Tuo padre è stato il produttore di tanti grandi artisti. In che modo questo ti ha influenzato?
«Sono andato via da casa presto, ma nei periodi che passavo con lui, mio padre mi portava in giro ai concerti. Un backstage per me era un luogo normale. Quello che mi è rimasto impresso è che, per fortuna, l'ho sempre sentito parlare coi musicisti in una maniera molto artistica. Erano i primi anni 80 e il mercato non si era ancora impadronito di tutto. Si confrontava con tipi come Battisti, Paolo Conte, la Pfm, sentivo quel tipo di temperatura. Non l'ho mai sentito dire “Dobbiamo fare il singolo per le radio».

Rivedremo mai la superband Fabi, Gazzè, Silvestri?

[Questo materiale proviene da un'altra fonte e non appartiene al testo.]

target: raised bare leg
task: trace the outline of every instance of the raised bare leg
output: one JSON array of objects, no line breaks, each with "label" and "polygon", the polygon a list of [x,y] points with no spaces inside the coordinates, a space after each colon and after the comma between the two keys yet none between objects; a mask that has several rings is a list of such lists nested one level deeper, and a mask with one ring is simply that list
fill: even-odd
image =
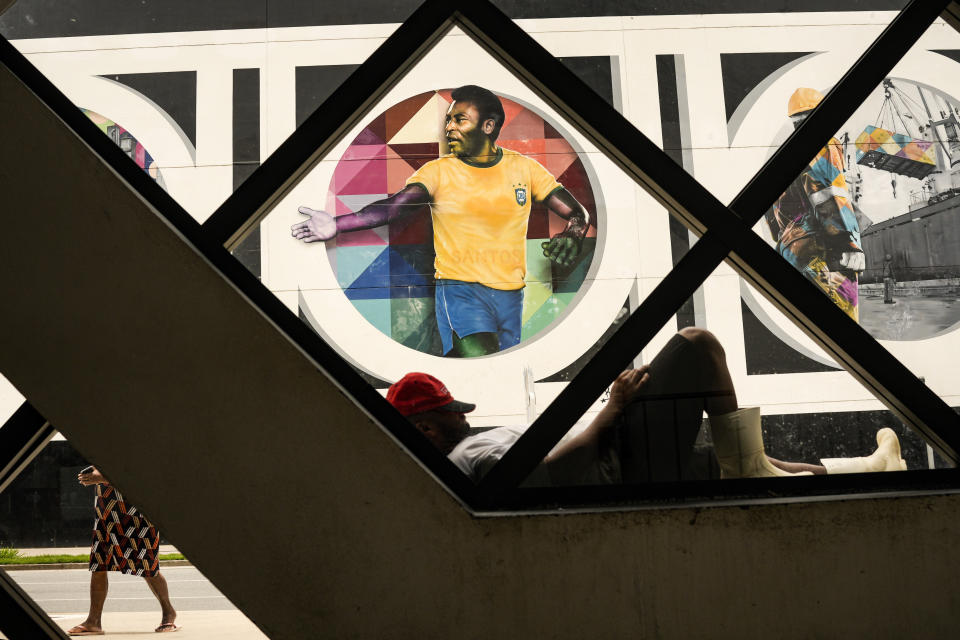
[{"label": "raised bare leg", "polygon": [[681,479],[703,412],[737,408],[723,347],[705,329],[681,330],[650,363],[649,373],[623,412],[620,461],[627,483]]},{"label": "raised bare leg", "polygon": [[704,401],[707,415],[722,415],[736,411],[737,394],[733,389],[733,379],[727,368],[727,355],[717,337],[699,327],[686,327],[678,332],[687,339],[699,354],[701,370],[688,371],[688,376],[699,376],[704,382]]}]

«È stata una magia difficilmente ripetibile e ammetto che sono il più integralista dei tre sul progetto. Quello è stato un viaggio insieme di due anni in furgone, solo noi tre con gli strumenti. Un viaggio di solidarietà in Africa, ritrovarsi a scrivere il disco insieme nelle casette di campagna… Certo, ci potrebbe essere un altra occasione per cantare insieme, non abbiamo litigato, ma non sarebbe possibile tentare di replicare una cosa come quella. Io non vado mai in vacanza due volte nello stesso posto, anche se l'ho amato tanto: la meraviglia sta nella sorpresa. Oggi ci sarebbero solo aspettative e l'aspettativa è contro la meraviglia».